Histologic Examination
After fixation in 4% phosphate buffered formaldehyde, tissues were embedded in optimum cutting temperature cryomedium (Sakura Finetek, Torrance, CA, USA) and cut into 4 μm sections. Hematoxylin (modified Harris hematoxylin; Thermo Scientific) and eosin (eosin-Y; Thermo Scientific) staining was performed for each section to examine histomorphologic features (19).
Statistical Analysis
Data are expressed as means ± SD. Unpaired Student's t-tests were used to compare the means of two groups. One-way analysis of variance (ANOVA) was used for comparison among the different groups. When an ANOVA was significant, post hoc testing of differences between groups was performed using the least significant difference (LSD) test. The Kaplan-Meier method was used to compare differences in mortality rates between groups. A P < 0.05 was considered statistically significant.
Results
Caspase-11 Is Required for Nuclear DAMP Complex-Induced Pyroptosis
Inflammasome activation in macrophages such as mouse BMDMs requires two steps. A first priming step contributes to the induction of the expression of inflammasome components, whereas a secondary sensing step facilitates the assembly and activation of an inflammasome (20). To determine the role of HHD in inflammasome activation, we treated LPS-primed BMDMs with HHD [HMGB1 (500 ng/mL) + histone (500 ng/mL) + genomic DNA (500 ng/mL)]. Following exposure to HHD for 16 h, cytotoxicity was determined with an LDH leakage assay. HHD (but not single stimuli) caused cytotoxicity (Figure 1A), cell viability inhibition (Figure 1B), IL-1β release (Figure 1C), IL-18 release (Figure 1D), and IL-1α release (Figure 1E) in LPS-primed BMDMs, indicating that HHD plays a potential role in inflammasome activation. Importantly, the deletion of Casp11 [but not NLR family pyrin domain containing 3 (Nlrp3)] blocked HHD-induced cytotoxicity (Figure 1A), cell viability inhibition (Figure 1B), IL-1β release (Figure 1C), IL-18 release (Figure 1D), and IL-1α release (Figure 1E) in BMDMs. These findings indicate that caspase-11-dependent non classical inflammasome, but not caspase-1-dependent NLRP3 inflammasome, is an essential mediator of nDAMP-induced pyroptosis.

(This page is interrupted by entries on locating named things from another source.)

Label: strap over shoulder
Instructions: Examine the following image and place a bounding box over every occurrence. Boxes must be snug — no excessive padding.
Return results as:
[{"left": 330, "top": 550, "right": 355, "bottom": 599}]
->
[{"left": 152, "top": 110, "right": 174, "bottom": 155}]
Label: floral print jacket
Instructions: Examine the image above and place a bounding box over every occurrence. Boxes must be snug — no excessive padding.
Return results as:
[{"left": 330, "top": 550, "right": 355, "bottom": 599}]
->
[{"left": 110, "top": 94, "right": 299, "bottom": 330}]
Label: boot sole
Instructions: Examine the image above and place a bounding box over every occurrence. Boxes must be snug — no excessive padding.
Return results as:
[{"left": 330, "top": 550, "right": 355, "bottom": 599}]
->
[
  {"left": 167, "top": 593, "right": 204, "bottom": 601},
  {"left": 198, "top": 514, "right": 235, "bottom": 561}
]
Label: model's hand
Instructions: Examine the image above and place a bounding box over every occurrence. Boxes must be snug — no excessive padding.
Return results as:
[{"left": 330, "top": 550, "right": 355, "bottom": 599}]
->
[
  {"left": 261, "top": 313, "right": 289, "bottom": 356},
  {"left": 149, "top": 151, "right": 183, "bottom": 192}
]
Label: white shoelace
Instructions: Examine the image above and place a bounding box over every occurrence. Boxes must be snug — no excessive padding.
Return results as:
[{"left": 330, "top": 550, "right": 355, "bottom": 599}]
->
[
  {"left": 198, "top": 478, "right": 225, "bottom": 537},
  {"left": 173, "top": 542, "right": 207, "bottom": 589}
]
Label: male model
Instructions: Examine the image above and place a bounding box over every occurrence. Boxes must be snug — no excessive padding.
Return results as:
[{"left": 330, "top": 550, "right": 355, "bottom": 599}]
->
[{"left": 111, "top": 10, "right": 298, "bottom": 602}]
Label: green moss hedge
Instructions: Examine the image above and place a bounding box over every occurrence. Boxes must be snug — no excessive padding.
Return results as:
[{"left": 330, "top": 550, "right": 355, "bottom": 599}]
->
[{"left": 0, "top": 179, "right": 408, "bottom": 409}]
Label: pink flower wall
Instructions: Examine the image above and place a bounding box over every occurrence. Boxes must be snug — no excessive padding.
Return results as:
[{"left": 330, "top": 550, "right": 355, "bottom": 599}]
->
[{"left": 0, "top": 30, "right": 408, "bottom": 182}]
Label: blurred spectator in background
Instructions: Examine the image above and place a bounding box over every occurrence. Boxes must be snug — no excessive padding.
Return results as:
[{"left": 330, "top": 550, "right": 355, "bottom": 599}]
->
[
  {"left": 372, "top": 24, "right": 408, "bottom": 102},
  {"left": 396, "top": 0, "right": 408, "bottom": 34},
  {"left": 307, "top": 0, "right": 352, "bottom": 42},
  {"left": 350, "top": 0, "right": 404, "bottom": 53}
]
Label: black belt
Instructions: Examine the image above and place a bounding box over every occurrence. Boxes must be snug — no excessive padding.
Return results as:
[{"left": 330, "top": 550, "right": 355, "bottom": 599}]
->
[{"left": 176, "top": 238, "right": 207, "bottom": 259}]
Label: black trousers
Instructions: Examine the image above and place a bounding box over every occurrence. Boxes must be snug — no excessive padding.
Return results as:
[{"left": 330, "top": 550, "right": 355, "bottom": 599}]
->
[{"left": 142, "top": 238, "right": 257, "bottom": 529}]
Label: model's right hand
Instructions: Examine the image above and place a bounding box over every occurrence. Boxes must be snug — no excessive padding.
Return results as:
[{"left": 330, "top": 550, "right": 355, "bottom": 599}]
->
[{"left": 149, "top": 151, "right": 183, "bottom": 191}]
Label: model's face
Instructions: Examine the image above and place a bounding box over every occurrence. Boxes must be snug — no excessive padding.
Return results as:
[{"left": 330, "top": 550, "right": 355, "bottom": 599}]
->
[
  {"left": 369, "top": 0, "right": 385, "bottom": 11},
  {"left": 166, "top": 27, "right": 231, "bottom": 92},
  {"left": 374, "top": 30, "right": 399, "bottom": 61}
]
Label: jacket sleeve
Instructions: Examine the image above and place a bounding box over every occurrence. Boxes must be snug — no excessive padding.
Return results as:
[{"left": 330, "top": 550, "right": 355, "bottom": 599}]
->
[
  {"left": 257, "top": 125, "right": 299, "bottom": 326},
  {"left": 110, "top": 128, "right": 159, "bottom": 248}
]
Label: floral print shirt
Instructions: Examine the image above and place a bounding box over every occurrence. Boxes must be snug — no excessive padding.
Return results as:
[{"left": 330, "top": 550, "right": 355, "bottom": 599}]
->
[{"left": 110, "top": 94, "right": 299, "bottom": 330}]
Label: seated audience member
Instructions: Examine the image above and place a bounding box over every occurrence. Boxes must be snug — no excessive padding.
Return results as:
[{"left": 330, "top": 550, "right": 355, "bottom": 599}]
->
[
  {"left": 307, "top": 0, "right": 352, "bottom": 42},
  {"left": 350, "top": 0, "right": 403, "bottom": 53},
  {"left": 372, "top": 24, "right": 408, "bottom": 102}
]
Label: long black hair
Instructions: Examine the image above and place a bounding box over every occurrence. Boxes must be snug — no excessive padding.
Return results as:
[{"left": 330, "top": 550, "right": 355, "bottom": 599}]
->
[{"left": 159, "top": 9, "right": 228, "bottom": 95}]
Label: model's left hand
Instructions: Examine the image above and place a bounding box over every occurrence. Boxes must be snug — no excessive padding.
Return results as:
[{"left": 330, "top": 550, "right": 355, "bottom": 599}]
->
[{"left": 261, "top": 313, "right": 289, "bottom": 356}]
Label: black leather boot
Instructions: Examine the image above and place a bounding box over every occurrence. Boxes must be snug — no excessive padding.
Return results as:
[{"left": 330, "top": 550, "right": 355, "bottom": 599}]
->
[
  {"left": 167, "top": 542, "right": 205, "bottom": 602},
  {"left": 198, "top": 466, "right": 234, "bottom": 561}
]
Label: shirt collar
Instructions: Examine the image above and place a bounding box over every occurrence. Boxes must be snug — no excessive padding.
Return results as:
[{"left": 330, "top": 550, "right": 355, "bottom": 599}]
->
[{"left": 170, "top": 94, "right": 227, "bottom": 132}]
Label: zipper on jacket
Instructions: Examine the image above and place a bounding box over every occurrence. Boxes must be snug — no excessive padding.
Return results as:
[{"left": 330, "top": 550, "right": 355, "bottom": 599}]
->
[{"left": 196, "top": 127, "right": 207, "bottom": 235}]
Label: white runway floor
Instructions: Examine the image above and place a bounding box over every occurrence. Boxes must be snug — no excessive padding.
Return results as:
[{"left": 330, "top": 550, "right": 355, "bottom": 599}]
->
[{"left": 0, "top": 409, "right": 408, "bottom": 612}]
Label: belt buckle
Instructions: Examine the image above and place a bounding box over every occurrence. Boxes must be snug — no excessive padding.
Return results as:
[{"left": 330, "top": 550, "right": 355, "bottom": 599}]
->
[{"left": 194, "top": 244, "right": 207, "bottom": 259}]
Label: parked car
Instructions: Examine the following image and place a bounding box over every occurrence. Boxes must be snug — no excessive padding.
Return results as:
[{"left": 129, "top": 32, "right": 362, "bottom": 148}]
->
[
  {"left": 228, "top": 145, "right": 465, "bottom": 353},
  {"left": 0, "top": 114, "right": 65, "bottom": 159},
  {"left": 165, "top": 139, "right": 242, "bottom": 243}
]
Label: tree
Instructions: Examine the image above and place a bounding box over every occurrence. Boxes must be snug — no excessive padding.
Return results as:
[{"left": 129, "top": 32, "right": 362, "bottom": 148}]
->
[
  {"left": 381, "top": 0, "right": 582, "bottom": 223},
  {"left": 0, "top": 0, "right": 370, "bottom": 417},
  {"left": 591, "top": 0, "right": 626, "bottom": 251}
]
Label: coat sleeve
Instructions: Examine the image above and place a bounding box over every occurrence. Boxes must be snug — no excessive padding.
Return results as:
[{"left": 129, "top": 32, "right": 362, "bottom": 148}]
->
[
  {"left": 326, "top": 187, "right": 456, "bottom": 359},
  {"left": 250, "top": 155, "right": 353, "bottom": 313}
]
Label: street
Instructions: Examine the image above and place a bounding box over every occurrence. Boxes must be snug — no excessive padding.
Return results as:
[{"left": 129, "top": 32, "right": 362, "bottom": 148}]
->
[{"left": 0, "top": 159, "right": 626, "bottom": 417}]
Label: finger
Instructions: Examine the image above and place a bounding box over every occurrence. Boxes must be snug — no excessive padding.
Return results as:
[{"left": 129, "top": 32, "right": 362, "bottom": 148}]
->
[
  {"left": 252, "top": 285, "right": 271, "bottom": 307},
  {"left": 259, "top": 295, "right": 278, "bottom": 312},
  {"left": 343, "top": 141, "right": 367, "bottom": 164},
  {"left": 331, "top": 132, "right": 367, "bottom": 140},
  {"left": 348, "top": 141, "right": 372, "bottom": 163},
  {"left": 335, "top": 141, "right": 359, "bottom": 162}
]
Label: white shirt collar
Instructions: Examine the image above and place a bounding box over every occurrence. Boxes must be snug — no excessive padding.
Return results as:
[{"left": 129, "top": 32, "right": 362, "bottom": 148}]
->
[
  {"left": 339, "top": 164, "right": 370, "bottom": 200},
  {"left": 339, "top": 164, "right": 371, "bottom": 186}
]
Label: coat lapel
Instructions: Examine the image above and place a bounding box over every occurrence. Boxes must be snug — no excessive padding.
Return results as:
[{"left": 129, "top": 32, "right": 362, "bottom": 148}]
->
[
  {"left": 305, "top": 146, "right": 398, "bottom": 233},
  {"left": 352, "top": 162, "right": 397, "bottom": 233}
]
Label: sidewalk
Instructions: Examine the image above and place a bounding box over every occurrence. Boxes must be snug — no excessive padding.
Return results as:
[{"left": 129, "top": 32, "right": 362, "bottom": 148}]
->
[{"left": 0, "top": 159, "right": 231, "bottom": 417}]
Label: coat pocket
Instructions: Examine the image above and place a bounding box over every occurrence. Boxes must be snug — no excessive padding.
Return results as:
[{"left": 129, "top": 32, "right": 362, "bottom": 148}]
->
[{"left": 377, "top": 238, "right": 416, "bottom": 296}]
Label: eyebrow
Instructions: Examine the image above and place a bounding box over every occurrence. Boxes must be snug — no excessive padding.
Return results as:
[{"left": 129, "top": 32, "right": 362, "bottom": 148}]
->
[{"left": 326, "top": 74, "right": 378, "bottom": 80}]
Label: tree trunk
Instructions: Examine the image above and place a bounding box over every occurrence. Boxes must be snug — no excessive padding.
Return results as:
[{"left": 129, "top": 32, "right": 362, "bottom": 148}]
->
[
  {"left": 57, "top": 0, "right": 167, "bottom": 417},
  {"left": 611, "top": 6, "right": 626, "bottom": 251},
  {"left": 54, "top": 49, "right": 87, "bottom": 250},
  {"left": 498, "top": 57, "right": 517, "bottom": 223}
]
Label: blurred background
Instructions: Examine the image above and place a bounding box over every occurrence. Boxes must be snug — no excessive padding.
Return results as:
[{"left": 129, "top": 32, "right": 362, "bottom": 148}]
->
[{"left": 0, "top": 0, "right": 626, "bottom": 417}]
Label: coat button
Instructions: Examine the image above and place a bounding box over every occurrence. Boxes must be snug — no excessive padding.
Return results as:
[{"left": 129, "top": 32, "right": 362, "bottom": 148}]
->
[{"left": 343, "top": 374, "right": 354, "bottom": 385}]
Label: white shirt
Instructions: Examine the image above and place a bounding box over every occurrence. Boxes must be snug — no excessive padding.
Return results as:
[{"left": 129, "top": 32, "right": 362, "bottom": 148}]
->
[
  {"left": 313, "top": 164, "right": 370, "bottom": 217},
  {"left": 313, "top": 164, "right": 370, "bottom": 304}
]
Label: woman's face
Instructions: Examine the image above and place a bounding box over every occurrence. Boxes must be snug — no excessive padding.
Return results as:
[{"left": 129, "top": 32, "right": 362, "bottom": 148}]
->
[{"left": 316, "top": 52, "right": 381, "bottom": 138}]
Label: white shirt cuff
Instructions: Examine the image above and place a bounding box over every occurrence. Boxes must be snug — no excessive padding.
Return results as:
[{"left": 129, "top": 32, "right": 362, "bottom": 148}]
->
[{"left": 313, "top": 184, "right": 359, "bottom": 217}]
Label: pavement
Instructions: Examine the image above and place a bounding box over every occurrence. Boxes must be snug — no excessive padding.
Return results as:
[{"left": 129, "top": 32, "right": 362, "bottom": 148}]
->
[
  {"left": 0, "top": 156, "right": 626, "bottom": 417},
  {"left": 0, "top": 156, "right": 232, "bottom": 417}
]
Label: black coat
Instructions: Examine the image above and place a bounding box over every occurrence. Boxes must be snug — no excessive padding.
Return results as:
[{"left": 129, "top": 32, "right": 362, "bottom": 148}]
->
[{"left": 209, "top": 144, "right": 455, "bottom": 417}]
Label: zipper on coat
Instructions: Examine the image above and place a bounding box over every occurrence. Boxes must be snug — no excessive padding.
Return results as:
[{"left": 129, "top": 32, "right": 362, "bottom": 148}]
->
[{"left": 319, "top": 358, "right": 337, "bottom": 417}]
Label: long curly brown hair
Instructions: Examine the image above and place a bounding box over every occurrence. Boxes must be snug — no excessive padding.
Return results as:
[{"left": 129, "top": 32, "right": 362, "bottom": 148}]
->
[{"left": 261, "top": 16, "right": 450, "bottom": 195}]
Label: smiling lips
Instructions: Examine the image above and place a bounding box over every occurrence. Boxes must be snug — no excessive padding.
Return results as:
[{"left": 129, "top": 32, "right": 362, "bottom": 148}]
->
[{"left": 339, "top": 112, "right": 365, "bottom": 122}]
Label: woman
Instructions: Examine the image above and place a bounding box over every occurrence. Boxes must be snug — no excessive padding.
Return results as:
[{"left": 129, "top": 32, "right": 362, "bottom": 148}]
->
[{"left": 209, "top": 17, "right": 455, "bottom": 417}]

GSDMD Is Required for Nuclear DAMP Complex-Induced Pyroptosis
GSDMD is a member of the gasdermin family and has been suggested to act as an effector of pyroptosis due to its role in the formation of membrane pores (8, 9, 21). Given that cleavage of GSDMD by inflammatory caspases determines pyroptotic cell death (6, 7, 22), we next determined whether HHD can cause GSDMD cleavage. Western blot analysis showed that HHD-induced GSDMD-N formation, proteolytic IL-1β maturation (p17), and caspase-11 (p26) activation was inhibited in LPS-primed Casp11−/−BMDMs (Figure 2A). Consequently, the deletion of Gsdmd (Gsdmd−/−) inhibited HHD-induced cytotoxicity in LPS-primed BMDMs (Figure 2B). A previous study demonstrated that GSDMD D275A is resistant to cleavage by caspase-11 and was unable to mediate LPS-induced pyroptosis (6, 7). Moreover, transfection with GSDMD cDNA, but not GSDMD-N cleavage mutant (D275A), restored HHD-induced cytotoxicity (Figure 2B), IL-1β release (Figure 2C), and IL-18 release (Figure 2D) to LPS-primed Gsdmd−/− BMDMs. In contrast, GSDMD and D275A failed to affect HDD-induced TNF (Figure 2E), IL-6 (Figure 2F), and IL-12 (Figure 2G) release. Collectively, these findings indicate that GSDMD cleavage at D275 is required for HHD-induced pyroptosis.
AGER Is Required for Caspase-11 Inflammasome Activation
AGER is a multiple ligand receptor of nDAMPs, including HMGB1 (12), histone (13), and DNA (23). To address the role of AGER in caspase-11 inflammasome activation, we first used FPS-ZM1, a high-affinity AGER-specific inhibitor identified from high-throughput screenings in an experimental model of Alzheimer's disease (24). FPS-ZM1 dose-dependently inhibited HHD-induced cytotoxicity (Figure 3A), IL-1β release (Figure 3B), and IL-18 release (Figure 3C) in LPS-primed BMDMs. Consistent with AGER inhibitor, the deletion of Ager (Ager−/−) also blocked HHD-induced cytotoxicity (Figure 3D), IL-1β release (Figure 3E), and IL-18 release (Figure 3F) in LPS-primed BMDMs. Moreover, Ager−/− BMDM was also resistant to LPS electroporation or E. coli infection-induced cytotoxicity (Figure 3D), IL-1β release (Figure 3E), and IL-18 release (Figure 3F) in LPS-primed BMDMs. These findings, combined with western blot analysis of GSDMD-N formation, proteolytic IL-1β maturation (p17), and caspase-11 (p26) activation (Figure 3G), indicate that AGER is a positive regulator of caspase-11 inflammasome activation and pyroptosis.
AGER-Mediated Lipid Peroxidation Promotes Caspase-11 Inflammasome Activation
To further assess the role of AGER in pyroptosis, we examined lipid peroxidation, the process of oxidative degradation of lipids by lipoxygenase. The activity of lipoxygenase (Figure 4A) and level of the final products of lipid peroxidation, such as MDA (Figure 4B) and 4-HNE (Figure 4C) were increased in LPS-primed BMDMs following HHD treatment or LPS electroporation. In contrast, the pharmacological or genetic inhibition of AGER blocked HHD- or LPS electroporation-induced lipoxygenase activity (Figure 4A), MDA (Figure 4B) and 4-HNE (Figure 4C) production, indicating that AGER promotes lipid peroxidation in caspase-11 inflammasome activation.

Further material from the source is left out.